Пётр и Павел. 1957 год
Шрифт:
Троицкий кулак Гоши запомнил на всю жизнь.
Первый раз довелось отведать ему силу этого кулака почти сразу после того, как перевели его в одиночную камеру. Занемог арестованный плохо с сердцем стало. И захотел у надзирателя лекарство получить. И полупил!.. Мощный удар в переносицу отключил его от реальности, по крайней мере, на полчаса. Когда очнулся, сердце уже не болело, но голова и межглазье ныли нестерпимо. Но ни гематомы, ни других каких-либо заметных следов удара даже самый придирчивый эксперт обнаружить бы не смог. В этом, наверное, и заключалась главная уникальность боксёрских способностей Гоши.

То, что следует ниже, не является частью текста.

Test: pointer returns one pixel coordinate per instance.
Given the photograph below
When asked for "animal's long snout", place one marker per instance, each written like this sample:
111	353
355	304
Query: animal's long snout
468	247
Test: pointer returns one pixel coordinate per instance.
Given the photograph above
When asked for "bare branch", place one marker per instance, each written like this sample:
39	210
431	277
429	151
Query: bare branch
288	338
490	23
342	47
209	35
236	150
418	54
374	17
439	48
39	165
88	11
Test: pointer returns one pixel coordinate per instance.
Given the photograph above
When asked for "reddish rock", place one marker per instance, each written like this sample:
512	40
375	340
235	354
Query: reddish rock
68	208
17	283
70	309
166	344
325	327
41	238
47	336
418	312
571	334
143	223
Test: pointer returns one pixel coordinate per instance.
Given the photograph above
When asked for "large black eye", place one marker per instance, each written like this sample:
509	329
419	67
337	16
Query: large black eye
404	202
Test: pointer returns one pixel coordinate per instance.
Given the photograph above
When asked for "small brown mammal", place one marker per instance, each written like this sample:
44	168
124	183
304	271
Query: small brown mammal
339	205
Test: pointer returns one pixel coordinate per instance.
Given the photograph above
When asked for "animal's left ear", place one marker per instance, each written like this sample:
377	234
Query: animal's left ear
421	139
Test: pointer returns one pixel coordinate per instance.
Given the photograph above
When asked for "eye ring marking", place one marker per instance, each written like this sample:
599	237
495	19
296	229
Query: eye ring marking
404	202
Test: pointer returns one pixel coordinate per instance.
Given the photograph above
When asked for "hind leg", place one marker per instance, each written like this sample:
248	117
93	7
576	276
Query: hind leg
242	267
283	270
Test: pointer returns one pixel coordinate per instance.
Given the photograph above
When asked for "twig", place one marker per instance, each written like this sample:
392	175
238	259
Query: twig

Второй нокаут Павел Петрович получил тоже из-за собственной дурости. Захотелось ему поиздеваться
Казалось бы, на этом должен был комбриг утихомириться, но… Как говорится, Бог троицу любит!.. И в третий раз побывал товарищ Троицкий на полу своей камеры от удара Гоши… Об этом нокауте он вспоминал не просто с удовольствием – с наслаждением. Правда, случилось это значительно позже, два-три года спустя, и не от желания Павла Петровича подурачиться, а… Впрочем, что было, то было, и быльём поросло.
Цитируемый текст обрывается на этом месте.